Concurrent Swiss Map is an open-source Go library that provides a high-performance, thread-safe generic concurrent hash map implementation designed to handle concurrent access efficiently. It's built with a focus on simplicity, speed, and reliability, making it a solid choice for scenarios where concurrent access to a hash map is crucial.

Uses dolthub/swiss map implementation under the hood.

Installation

Supports 1.18+ Go versions because of Go Generics

go get github.com/mhmtszr/concurrent-swiss-map

Usage

New functions will be added soon...

package main

import (
	"hash/fnv"

	csmap "github.com/mhmtszr/concurrent-swiss-map"
)

func main() {
	myMap := csmap.Create[string, int](
		// set the number of map shards. the default value is 32.
		csmap.WithShardCount[string, int](32),

		// if don't set custom hasher, use the built-in maphash.
		csmap.WithCustomHasher[string, int](func(key string) uint64 {
			hash := fnv.New64a()
			hash.Write([]byte(key))
			return hash.Sum64()
		}),

		// set the total capacity, every shard map has total capacity/shard count capacity. the default value is 0.
		csmap.WithSize[string, int](1000),
	)

	key := "swiss-map"
	myMap.Store(key, 10)

	val, ok := myMap.Load(key)
	println("load val:", val, "exists:", ok)

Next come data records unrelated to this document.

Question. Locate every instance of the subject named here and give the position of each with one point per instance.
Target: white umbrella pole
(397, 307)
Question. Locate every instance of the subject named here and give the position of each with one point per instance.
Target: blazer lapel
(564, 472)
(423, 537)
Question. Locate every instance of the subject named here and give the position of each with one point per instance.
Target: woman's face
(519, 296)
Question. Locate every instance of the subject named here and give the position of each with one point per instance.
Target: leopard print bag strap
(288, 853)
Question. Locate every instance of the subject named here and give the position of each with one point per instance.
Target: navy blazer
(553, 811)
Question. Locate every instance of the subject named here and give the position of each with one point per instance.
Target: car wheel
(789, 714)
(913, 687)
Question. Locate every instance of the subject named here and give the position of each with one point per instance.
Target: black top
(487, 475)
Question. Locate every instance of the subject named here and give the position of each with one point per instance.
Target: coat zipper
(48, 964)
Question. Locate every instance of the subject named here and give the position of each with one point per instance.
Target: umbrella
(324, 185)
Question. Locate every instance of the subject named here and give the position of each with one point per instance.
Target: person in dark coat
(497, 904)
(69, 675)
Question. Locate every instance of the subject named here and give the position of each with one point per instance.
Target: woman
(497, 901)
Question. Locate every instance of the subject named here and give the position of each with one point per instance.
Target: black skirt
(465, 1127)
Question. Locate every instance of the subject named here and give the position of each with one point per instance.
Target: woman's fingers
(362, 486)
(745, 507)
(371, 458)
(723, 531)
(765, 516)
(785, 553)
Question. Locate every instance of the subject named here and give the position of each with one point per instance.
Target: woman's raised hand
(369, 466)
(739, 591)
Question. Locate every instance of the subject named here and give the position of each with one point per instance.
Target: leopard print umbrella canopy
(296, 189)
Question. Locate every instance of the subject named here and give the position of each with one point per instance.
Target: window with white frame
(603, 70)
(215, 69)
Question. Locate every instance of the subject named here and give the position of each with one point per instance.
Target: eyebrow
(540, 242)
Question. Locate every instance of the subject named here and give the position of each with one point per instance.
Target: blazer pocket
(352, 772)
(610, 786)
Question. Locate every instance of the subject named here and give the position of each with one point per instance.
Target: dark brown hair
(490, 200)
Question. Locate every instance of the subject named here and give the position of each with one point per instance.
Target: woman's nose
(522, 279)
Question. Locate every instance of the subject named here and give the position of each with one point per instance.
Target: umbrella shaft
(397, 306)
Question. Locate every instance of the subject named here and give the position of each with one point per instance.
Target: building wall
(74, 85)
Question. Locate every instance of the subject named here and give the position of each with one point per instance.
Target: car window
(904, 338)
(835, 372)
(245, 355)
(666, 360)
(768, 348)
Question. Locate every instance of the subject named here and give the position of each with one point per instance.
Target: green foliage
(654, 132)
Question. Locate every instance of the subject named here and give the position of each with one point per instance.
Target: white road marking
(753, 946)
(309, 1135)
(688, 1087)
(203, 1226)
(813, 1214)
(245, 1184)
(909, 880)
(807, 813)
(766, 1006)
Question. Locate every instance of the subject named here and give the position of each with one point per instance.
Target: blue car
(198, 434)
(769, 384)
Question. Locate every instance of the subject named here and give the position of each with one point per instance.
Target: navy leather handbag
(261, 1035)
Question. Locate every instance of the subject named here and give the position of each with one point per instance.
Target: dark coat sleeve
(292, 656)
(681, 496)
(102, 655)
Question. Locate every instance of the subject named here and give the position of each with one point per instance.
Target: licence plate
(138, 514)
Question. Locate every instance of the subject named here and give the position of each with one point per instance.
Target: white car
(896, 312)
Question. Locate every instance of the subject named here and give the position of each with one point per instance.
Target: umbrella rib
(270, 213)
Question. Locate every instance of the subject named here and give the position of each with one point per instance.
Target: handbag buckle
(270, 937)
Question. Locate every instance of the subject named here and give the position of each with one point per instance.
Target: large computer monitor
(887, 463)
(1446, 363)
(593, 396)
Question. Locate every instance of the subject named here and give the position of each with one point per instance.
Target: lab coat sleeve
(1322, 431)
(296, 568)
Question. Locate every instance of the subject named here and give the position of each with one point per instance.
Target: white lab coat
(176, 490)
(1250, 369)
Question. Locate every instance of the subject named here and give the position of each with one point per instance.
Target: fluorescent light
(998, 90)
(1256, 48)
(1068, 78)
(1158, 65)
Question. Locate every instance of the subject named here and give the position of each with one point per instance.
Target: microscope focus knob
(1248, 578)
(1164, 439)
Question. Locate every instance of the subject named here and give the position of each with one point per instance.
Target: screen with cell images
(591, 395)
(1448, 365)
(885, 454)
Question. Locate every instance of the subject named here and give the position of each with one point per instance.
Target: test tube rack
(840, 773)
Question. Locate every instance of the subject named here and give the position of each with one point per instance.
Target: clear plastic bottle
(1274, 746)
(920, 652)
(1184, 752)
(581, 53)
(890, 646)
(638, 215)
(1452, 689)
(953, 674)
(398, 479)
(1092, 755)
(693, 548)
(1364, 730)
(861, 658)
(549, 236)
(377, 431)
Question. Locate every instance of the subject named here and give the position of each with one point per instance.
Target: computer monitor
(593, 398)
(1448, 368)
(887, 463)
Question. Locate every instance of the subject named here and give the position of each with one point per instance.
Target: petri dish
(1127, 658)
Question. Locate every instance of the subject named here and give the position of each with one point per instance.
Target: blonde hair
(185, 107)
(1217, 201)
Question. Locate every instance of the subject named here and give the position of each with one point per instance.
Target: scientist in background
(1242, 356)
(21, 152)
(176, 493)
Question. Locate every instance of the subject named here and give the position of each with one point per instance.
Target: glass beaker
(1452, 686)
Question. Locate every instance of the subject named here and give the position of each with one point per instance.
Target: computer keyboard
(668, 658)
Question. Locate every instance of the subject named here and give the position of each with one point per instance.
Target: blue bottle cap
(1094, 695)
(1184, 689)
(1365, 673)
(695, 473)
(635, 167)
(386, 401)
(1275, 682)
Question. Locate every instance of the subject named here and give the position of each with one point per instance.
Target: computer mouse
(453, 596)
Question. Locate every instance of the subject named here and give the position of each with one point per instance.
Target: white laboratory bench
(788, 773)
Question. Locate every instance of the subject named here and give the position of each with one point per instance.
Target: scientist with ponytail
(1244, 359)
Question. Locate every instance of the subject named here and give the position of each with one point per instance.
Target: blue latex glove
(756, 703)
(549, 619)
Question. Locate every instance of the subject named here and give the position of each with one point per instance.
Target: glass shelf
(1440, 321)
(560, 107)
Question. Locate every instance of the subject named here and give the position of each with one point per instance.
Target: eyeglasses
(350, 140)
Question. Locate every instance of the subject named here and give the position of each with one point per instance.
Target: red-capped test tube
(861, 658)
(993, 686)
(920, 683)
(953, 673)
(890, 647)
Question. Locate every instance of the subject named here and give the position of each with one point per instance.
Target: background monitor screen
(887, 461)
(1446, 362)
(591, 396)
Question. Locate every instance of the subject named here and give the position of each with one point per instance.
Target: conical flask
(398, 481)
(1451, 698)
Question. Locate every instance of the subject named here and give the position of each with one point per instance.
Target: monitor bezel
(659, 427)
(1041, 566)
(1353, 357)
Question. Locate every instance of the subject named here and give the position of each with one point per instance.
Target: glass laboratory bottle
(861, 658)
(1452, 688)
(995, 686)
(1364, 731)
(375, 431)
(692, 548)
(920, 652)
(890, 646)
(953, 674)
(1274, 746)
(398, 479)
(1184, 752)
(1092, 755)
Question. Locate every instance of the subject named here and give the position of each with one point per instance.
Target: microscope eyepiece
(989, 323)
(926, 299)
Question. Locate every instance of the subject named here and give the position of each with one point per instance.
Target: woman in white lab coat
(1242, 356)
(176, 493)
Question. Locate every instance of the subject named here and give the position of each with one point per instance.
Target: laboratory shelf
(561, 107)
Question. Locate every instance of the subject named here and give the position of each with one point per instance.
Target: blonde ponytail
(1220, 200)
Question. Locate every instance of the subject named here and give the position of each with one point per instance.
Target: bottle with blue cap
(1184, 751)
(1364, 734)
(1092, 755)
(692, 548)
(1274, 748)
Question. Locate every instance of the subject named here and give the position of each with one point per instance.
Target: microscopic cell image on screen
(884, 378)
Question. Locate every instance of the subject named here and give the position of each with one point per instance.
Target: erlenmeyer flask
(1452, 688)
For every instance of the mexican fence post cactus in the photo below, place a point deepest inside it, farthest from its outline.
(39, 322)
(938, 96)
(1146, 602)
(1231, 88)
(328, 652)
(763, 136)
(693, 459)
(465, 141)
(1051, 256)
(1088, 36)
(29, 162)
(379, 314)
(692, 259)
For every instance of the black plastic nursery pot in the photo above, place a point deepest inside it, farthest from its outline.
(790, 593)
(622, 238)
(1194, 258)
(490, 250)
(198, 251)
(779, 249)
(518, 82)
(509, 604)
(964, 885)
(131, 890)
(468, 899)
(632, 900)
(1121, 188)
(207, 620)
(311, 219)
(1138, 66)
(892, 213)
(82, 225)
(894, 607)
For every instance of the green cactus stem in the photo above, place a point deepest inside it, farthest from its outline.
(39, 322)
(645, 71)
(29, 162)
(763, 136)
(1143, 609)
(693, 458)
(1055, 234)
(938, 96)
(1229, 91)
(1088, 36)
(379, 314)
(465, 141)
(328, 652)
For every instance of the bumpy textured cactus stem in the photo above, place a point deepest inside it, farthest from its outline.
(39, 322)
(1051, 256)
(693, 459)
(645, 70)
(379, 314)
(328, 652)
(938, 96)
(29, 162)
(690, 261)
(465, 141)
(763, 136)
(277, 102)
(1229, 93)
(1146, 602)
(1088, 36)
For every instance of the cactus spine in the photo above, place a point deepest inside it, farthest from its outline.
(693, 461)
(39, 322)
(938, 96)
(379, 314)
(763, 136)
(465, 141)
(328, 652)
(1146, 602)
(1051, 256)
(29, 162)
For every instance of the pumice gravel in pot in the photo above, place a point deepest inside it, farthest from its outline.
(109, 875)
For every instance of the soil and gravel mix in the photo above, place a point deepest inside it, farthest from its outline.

	deleted := myMap.Delete(key)
	println("deleted:", deleted)

	ok = myMap.Has(key)
	println("has:", ok)

	empty := myMap.IsEmpty()
	println("empty:", empty)

	myMap.SetIfAbsent(key, 11)

	myMap.Range(func(key string, value int) (stop bool) {
		println("range:", key, value)
		return true
	})

	count := myMap.Count()
	println("count:", count)

	// Output:
	// load val: 10 exists: true
	// deleted: true
	// has: false
	// empty: true
	// range: swiss-map 11
	// count: 1
}

Basic Architecture

img.png

Benchmark Test

Benchmark was made on:

  • Apple M1 Max
  • 32 GB memory

Benchmark test results can be obtained by running this file on local computers.

benchmark.png

Benchmark Results

  • Memory usage of the concurrent swiss map is better than other map implementations in all checked test scenarios.
  • In high concurrent systems, the concurrent swiss map is faster, but in systems containing few concurrent operations, it works similarly to RWMutexMap.